Published to accompany the exhibitions of the same name held at the Asian Museum of Art, San Francisco; and at the San Francisco Museum of Modern Art, June-September 2014.
What does it mean to be gorgeous? This art book—as its cover, evocative of a popular fashion magazine, suggests—offers a provocative and entertaining approach to this question. It accompanies an exhibition of works from SFMOMA and the Asian Art Museum in stimulating new contexts. The goal is not a comparison of East and West but rather a collaborative venture into beauty at its extreme: the grotesque, the sad, the scary, the awe-inspiring, the comical. The artworks encourage readers to form their own responses to the question "What is gorgeous?"
Highlights include works by Marcel Duchamp, Jeff Koons, Marilyn Minter, Joan Miro', Meret Oppenheim, Ellsworth Kelly, and Pablo Picasso.
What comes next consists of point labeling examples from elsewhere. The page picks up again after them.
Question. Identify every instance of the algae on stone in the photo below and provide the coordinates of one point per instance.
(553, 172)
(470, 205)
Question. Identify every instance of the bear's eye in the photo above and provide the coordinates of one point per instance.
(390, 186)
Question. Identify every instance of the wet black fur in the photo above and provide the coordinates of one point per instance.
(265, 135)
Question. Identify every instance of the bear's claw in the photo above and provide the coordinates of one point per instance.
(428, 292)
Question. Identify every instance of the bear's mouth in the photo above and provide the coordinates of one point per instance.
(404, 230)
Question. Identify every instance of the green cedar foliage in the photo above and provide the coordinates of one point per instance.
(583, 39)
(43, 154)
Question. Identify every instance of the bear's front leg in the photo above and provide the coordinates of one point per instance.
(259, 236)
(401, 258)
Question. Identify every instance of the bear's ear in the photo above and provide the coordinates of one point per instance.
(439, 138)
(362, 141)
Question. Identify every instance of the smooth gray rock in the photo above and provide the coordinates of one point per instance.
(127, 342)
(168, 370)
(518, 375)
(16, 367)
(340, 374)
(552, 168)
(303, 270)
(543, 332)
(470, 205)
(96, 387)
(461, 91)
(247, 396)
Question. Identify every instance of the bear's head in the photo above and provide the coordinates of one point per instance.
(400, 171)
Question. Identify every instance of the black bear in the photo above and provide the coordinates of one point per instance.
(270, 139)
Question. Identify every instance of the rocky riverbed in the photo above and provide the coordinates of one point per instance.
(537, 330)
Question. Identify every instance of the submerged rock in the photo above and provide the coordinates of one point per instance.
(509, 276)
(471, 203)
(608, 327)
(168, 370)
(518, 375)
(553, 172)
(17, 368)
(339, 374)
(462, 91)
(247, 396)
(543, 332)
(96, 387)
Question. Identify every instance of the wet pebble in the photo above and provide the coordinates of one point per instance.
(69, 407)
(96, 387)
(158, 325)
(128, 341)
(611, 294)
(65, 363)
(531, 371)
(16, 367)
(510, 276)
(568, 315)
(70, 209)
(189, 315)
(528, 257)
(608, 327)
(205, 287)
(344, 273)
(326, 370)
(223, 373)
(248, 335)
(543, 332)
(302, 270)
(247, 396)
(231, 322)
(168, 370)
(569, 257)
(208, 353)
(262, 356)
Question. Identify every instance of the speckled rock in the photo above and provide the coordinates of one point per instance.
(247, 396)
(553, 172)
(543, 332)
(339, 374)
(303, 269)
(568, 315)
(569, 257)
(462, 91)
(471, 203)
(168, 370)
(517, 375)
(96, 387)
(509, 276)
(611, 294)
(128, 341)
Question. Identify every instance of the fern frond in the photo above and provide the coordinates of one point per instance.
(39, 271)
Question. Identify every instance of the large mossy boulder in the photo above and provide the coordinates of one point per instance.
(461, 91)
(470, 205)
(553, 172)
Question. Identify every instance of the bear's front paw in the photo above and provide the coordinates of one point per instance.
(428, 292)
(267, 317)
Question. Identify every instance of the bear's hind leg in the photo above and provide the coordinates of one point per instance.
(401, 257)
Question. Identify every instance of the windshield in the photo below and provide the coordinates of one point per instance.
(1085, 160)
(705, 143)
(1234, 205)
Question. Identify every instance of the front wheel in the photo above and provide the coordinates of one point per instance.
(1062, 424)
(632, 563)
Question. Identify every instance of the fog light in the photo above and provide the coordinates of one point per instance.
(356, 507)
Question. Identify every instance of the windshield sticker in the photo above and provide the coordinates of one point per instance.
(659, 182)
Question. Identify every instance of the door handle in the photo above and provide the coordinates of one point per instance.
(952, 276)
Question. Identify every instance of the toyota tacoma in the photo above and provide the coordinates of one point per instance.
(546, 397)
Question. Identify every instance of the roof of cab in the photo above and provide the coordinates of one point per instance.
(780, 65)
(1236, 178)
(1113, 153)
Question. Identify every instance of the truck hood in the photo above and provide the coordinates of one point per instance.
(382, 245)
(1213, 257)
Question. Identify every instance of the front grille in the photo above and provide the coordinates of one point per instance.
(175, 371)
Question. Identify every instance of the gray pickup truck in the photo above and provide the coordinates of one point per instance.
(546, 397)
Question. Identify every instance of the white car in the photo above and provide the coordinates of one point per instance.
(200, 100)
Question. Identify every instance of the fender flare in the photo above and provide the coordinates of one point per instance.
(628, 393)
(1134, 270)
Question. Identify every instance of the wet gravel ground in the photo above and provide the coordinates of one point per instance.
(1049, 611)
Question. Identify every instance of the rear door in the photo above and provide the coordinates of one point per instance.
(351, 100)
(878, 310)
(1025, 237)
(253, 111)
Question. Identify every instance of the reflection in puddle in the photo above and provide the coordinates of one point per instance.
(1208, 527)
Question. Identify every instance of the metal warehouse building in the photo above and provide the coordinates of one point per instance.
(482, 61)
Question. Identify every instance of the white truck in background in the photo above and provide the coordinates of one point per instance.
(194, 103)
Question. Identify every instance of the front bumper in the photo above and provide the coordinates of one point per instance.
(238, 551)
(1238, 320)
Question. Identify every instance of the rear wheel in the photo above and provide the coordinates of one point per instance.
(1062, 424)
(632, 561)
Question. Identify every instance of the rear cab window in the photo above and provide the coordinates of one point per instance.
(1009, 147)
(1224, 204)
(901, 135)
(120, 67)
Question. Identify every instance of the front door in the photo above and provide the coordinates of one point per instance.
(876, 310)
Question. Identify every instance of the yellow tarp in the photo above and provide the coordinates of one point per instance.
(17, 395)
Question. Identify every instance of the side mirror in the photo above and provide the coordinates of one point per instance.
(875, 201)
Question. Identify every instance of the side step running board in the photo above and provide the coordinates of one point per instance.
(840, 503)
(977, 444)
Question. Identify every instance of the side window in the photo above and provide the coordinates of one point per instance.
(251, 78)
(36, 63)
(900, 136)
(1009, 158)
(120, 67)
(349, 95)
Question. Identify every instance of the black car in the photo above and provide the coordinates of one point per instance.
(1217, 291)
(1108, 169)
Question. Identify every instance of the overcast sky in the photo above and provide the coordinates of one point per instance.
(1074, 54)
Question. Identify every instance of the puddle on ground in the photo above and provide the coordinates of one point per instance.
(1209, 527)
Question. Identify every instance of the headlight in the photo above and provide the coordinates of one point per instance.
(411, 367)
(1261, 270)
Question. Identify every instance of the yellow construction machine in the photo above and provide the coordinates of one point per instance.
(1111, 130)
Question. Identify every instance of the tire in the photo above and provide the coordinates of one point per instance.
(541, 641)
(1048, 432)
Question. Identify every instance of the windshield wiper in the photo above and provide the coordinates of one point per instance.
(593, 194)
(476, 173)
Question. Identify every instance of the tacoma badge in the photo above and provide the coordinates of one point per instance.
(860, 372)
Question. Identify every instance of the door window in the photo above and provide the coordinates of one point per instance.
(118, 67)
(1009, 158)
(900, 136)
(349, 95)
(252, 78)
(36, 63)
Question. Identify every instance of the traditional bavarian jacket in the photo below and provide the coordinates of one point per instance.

Alongside are a 1000-year-old Indian sculpture of Durga victorious over the buffalo demon, a gilded and jeweled Burmese Buddhist alms bowl, 17th-century Japanese screens of Mt. Fuji and the beach at Miho by Kano Tan'yu, a decorated 16th-century Persian Koran, and many other exceptional works—startling and sometimes unsettling objects that cause us to reexamine our notions of the beautiful.
Allison Harding and Forrest McGill of the Asian Art Museum curated the exhibition, in association with Janet Bishop, curator of painting and sculpture, and Caitlin Haskell, assistant curator of painting and sculpture, at SFMOMA. This book includes contributions from each of them, along with lively original contributions from Lawrence Weschler, New Yorker contributor and author of, among others, Uncanny Valley: Adventures in the Narrative, and Christy Wampole, New York Times contributor and assistant professor of French at Princeton University.